Arrêté pour agression sexuelle, le député Harold LeBel est exclu du caucus du PQ

QUÉBEC — Le député péquiste de Rimouski, Harold LeBel, a été arrêté mardi matin par la Sûreté du Québec (SQ) en raison d’allégations d’agression sexuelle. 

Le chef du Parti québécois (PQ), Paul St-Pierre Plamondon, a aussitôt annoncé que M. Lebel sera exclu du caucus de la formation politique pour la durée du processus judiciaire.  

«Nous sommes évidemment sous le choc. Les raisons évoquées au soutien de son arrestation sont très graves», a déclaré M. St-Pierre Plamondon lors d’un bref point de presse à Montréal.

«Toutes les violences sexuelles doivent être combattues avec force, a-t-il poursuivi. Personne n’est au-dessus de la loi.»

La SQ a confirmé l’arrestation d’un homme de 58 ans, mardi matin à Rimouski, en lien avec un dossier de nature sexuelle, sans toutefois préciser son identité. Les faits se seraient produits en 2017.

Les caméras de Radio-Canada ont capté la sortie d’Harold LeBel du poste de police vers 12h30. Il a prononcé quelques mots à l’effet qu’un processus était en cours, avant de s’engouffrer dans une voiture.

Selon une agente d’informations de la SQ, l’homme a été libéré sous promesse de comparaître le 11 janvier prochain au palais de justice de Rimouski.

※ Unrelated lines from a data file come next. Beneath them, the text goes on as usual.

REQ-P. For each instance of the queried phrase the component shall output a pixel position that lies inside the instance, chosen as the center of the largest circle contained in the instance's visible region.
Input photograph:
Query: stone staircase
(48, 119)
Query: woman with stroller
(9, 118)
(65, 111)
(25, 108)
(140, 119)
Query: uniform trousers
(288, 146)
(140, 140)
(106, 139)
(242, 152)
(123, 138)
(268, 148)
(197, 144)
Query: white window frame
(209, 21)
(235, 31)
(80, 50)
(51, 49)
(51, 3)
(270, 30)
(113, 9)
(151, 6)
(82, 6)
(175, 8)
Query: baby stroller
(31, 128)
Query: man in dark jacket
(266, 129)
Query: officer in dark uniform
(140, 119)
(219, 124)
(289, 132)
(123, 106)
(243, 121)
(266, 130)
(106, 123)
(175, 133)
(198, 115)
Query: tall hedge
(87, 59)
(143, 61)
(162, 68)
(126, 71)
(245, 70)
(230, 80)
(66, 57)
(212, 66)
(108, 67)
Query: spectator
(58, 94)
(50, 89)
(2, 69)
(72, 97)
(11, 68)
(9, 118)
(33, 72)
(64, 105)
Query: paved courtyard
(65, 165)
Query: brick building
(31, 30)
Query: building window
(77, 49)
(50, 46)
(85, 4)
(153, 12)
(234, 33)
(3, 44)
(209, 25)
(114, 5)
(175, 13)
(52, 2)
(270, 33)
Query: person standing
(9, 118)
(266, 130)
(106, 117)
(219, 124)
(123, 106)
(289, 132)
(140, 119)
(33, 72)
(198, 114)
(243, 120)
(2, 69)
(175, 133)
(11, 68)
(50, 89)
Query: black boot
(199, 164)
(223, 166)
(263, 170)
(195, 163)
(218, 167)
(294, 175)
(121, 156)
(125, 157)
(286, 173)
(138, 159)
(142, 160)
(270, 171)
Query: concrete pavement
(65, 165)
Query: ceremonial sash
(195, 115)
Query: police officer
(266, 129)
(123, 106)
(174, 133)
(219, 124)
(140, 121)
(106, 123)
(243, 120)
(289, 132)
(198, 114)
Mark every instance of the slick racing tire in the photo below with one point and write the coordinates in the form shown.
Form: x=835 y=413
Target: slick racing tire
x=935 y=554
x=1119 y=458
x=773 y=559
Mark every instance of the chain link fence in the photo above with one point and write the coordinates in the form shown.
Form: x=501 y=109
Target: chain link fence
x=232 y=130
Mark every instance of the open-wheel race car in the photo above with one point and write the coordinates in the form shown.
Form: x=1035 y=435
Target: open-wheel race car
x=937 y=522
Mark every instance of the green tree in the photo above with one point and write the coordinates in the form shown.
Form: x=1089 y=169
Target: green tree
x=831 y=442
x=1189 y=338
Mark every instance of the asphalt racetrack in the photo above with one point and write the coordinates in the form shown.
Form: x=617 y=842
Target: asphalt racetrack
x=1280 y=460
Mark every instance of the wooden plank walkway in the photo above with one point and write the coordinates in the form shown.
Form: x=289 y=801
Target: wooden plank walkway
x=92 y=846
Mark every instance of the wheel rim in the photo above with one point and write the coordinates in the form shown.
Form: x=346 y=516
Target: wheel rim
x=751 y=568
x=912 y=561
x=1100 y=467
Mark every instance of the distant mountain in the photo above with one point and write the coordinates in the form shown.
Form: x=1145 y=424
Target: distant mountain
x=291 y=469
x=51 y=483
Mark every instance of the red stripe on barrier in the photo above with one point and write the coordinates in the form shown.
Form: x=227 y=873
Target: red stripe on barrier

Il est présumé innocent jusqu’à ce que la preuve de sa culpabilité soit établie hors de tout doute raisonnable devant un tribunal.

Encensé par ses pairs

Cette nouvelle a eu l’effet d’une bombe à l’Assemblée nationale, où la réputation d’Harold LeBel n’est plus à faire.

Député du PQ depuis 2014, M. LeBel était jusqu’à mardi porte-parole du parti en matière d’emploi, de solidarité sociale, de lutte contre la pauvreté et d’action communautaire autonome.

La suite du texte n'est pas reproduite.